Finalmente regresé. Después de soles ardientes, después de tardes de hastío, después de noches con sábanas revueltas. Yo no quería volver, sabía lo que me esperaba cuando volviera, sabía que el ciclo volvería a empezar. No, qué digo empezar. Iba a seguir en el punto exacto en que fue dejado. Y así fue. Así fue.
Al principio creí haberme liberado de su presencia incómoda. Tenía miedo de sus llamados, de sentir nuevamente su voz. Esa voz melodiosa que podía desmoronar lo que con tanto trabajo reconstruí este verano. No, no. No podía permitir que me alejara de mis hijos, de mi marido, de mi familia, de mis amigos. No. No otra vez.
Pero soy tan débil, tan débil. ¿Cómo podía resistirme a sus vanas promesas, a sus fútiles y absurdos juramentos? Busqué llenar mi mente con ideas, diseñé caminos que me llevarían a desconectarme. Para no sentir su existencia. Para no sentir su vacío. Para no sentir. Pero no pude. Lo intenté, ¡lo intenté! Pero no pude.
Fue una tarde mientras peinaba a mi hija. Su voz se escuchaba débil, enferma, me hablaba muy despacio, casi en un suspiro. Después recuperé la compostura y dejé de escuchar. Pero esa no fue sino una pequeña derrota en su extensa guerra por cautivarme. De a poco, con pequeños llamados, lentos y deliberadamente tiernos al principio, urgentes, apremiantes, autoritarios al final. Todo se redujo a su voz, a sus llamados. Ella. Todo terminó siendo Ella.
Ella, susurrando mentiras en mis oídos, haciéndome estremecer con su aliento de invierno. Ella, seduciéndome con promesas vacías, con parlamentos imposibles de seguir. Ella, flotando a mi alrededor como un perfume persistente. Ella, con todo lo que implica perder. Ella, lamiendo con minuciosa paciencia mi piel, metiéndose dentro de mi sangre, atravesando barreras prohibidas, elevándome a regiones desconocidas. Ella, dejándome sola frente a la puerta de mi vida, llorando su ausencia y mordiendo mis manos para no gritar llamándola en la noche.
Ahora la veo acercarse a través de las manecillas del reloj, que me señalan con un rictus acusador. Y sé que todo está perdido. Y ahora que la tengo frente a mí, aunque sea en este baño de este bar, sé que puedo al fin descansar.
Ella entra como un adagio en mí, penetrándome imperturbable.

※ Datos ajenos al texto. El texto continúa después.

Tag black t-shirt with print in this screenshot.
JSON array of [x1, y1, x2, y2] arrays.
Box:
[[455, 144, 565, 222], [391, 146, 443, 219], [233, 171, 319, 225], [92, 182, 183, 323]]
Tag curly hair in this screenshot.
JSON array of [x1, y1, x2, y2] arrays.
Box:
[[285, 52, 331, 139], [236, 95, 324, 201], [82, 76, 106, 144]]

Arde en mi interior, pero me ilumino sabiendo lo que en poco tiempo llegará. Por un momento veo la vida a través de una bruma gélida que estalla en una miríada de colores lacerantes, a medida que Ella bucea dentro de ángulos desconocidos de mi alma. Siento su lengua de fuego recorriendo mi interior, acelerando mis latidos, perlando mi piel de sudor que se hiela y se transfigura en pequeños cuchillos capaces de desgarrar mi cráneo en un único golpe. Mi corazón se desenfrena en pulsos locos, sin sentido y sin razón, al ritmo feroz del impulso que Ella les da.
Ella. La única capaz de despertarme del letargo y sacudirme las pestañas. Ella, la que me da náuseas con su presencia y me irrita con su ausencia. Ella.
Sonrío estúpidamente al sucio techo del baño, abandonándome por última vez. Ya no me importan los prejuicios. Ya no me importa toda esa gente de voces huecas que giraba a mi alrededor. Ni siquiera me importa mi dolor. El miedo me abandonó en la esquina junto a la mula que la puso en mis manos. Sólo me queda disfrutar de Ella, así, en esta dosis superlativa, que me dará la locura suficiente para quemar mi voluntad. Esta vez en forma total y definitiva.